As she turned to go, I reached out and touched the sleeve of her crisp white coat, just enough to make her pause. “Does it really have to be anonymous?” I said, so low that if the machine had still been on, she wouldn't have been able to hear me. “Why can't I know who she was?”

Her head turned so sharply I thought it would snap. She raised an eyebrow at me. “You shouldn't even know that she's a she.”

“Oh. No…” I shrank into the chair. That nurse, Maureen, had been so nice to me and I didn't want to get her in trouble. “I just guessed. I mean, can you give a male heart to a female recipient?”

“Yes, you can.” Dr. Harrison folded her arms across her chest. “Your curiosity is only natural, Georgie. But donors have to be kept anonymous to respect their family's privacy. It's the law. After a length of time, you can contact the United Network for Organ Sharing, and it's up to the family to release any information about the donor. Now,” she said with forced casualness, “I need to run some lab work. Just wait here and a nurse will be in to take some blood.”

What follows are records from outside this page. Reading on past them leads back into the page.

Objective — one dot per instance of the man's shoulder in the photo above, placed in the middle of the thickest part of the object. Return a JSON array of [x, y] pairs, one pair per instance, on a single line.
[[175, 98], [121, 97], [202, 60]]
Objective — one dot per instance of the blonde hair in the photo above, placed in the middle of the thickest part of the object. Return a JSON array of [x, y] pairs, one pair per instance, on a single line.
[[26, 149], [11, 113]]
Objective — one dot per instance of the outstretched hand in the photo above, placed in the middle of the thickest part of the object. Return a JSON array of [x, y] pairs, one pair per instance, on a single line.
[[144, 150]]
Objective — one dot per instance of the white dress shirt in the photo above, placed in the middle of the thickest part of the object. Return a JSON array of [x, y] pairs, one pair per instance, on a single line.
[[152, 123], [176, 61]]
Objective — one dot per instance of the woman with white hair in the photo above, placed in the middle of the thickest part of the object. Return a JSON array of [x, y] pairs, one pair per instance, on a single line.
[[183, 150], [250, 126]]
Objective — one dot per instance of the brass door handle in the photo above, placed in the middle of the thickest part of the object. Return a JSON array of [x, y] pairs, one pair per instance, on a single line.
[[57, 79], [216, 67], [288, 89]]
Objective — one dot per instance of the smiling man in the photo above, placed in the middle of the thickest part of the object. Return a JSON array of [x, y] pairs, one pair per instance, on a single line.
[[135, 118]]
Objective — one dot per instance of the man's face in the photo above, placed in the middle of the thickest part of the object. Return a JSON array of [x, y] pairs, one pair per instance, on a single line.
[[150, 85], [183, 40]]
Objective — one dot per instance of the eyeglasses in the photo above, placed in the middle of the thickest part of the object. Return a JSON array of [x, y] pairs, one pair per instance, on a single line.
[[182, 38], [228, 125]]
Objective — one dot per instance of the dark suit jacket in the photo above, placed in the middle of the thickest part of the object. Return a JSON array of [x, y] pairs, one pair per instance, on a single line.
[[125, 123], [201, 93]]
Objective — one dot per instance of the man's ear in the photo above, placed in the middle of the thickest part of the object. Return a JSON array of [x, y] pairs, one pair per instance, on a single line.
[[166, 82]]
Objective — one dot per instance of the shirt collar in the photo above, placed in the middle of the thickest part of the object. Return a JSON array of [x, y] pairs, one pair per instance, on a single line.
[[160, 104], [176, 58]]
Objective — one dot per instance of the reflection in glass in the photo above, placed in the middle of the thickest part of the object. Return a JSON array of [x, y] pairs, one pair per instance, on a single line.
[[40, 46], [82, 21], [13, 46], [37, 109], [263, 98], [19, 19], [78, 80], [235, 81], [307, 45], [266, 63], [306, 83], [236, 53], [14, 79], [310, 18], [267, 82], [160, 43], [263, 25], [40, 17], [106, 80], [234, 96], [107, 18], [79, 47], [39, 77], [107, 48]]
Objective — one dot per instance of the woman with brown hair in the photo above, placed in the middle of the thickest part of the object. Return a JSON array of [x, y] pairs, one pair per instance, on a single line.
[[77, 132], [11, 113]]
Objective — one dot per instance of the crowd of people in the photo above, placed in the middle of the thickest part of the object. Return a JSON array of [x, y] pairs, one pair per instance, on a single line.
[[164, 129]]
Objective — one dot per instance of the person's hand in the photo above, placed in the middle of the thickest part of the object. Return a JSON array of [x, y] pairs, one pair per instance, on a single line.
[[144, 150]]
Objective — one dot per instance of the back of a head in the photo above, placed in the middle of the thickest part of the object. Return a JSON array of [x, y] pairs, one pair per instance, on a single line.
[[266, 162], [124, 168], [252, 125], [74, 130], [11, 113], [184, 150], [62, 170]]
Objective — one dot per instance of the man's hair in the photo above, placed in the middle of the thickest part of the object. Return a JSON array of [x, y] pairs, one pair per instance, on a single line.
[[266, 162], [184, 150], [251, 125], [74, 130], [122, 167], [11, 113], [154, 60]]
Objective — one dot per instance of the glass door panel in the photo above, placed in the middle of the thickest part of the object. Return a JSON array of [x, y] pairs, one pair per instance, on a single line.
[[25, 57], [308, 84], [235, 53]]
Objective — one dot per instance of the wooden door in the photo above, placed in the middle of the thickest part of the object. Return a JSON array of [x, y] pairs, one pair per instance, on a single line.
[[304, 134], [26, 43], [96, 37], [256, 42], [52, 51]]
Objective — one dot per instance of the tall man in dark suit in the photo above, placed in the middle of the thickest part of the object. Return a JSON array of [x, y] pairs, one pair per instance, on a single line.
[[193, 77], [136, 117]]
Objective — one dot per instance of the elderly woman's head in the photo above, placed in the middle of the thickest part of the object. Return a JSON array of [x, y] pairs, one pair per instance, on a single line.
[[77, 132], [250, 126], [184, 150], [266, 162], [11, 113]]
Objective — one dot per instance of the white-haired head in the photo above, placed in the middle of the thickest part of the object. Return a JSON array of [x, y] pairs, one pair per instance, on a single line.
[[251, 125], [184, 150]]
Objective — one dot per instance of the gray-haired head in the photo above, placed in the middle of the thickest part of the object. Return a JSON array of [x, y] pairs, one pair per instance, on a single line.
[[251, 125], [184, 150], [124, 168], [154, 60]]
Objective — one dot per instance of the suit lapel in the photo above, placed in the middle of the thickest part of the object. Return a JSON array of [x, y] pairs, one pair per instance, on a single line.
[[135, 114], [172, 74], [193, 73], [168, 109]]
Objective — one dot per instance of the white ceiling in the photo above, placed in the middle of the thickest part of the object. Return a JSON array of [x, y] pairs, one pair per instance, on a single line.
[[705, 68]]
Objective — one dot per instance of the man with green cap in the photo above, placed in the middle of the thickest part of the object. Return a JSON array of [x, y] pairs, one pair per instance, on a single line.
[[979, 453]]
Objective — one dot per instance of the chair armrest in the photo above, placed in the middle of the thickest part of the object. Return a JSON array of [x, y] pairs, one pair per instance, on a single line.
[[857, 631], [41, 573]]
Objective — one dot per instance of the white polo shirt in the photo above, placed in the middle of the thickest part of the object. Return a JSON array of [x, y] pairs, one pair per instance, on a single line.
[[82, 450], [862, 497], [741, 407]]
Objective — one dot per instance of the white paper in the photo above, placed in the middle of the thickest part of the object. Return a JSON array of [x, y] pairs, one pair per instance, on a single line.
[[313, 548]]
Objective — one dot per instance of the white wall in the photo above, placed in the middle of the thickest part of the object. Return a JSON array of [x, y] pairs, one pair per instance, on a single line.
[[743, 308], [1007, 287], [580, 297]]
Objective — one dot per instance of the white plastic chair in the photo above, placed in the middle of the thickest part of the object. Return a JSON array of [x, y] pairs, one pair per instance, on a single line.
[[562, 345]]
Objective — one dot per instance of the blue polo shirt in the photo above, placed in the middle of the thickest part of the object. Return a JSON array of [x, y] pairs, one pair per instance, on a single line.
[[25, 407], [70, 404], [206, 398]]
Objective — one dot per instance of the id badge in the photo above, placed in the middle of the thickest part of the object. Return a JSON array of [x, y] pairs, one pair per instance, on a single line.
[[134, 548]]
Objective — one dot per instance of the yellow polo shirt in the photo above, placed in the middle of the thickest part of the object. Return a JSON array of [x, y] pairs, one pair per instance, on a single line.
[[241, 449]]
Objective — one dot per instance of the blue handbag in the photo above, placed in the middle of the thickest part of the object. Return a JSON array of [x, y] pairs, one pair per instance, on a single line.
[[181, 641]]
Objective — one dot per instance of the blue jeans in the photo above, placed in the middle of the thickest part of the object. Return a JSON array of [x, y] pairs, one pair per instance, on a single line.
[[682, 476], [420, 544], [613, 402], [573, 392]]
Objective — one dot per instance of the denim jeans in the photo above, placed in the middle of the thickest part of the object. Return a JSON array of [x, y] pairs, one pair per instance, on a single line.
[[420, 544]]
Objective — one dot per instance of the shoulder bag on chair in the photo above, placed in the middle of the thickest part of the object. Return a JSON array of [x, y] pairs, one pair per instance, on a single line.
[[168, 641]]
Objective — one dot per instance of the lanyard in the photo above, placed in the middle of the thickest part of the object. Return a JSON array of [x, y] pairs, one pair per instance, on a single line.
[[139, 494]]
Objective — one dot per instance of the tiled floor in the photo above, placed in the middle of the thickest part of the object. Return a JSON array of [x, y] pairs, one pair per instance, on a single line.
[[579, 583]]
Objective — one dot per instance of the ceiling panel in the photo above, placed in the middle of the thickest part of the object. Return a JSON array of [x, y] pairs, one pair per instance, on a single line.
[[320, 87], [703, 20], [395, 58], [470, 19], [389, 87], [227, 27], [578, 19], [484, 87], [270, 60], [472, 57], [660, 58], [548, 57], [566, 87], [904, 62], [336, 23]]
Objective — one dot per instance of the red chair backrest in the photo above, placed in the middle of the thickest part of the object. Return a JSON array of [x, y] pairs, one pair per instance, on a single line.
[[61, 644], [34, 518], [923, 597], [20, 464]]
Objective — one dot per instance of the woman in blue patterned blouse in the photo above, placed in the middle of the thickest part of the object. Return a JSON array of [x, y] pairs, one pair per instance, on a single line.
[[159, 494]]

But I couldn't wait for that; I was losing my memories
now
. Besides, if she was a Jane Doe, then she didn't have any family. UNOS wouldn't have any information to release. I squirmed in the chair, trying not to let my desperation show on my face.

The door opened and the front-desk nurse peeked her head in. “I'm sorry, but I have a question about your insurance, Mrs. Kendrick.”

Mom sighed and went out into the hall, muttering, “They never get it right,” under her breath. Dr. Harrison followed her out, leaving me alone again. I squirmed against the chair. I understood why they had to keep organ donors anonymous. But my case was different. I mean, I was remembering things from her life, for crap's sake. Didn't that entitle me to some information?

Several minutes later, the nurse still hadn't come to take my blood, and Mom was still MIA. I slid off the chair and poked my head into the hall. “Hello?” No answer. Voices murmured from a couple of doors down. I tiptoed to the open door and was about to reach around to knock when the conversation inside stopped me.

“…said nothing to her. It must've been one of the other nurses.”

“Well, I'd like to find out who. That's a serious lapse.” It was Dr. Harrison's voice.

“It doesn't seem like she knows any more than the gender of the donor. That's not so bad.”

A loud sigh. “I suppose not. As long as she doesn't find out more. Do
not
tell her anything if she asks.”

“Of course I won't. Can you imagine if she knew?”

Knew what? I inched as close to the door as I dared.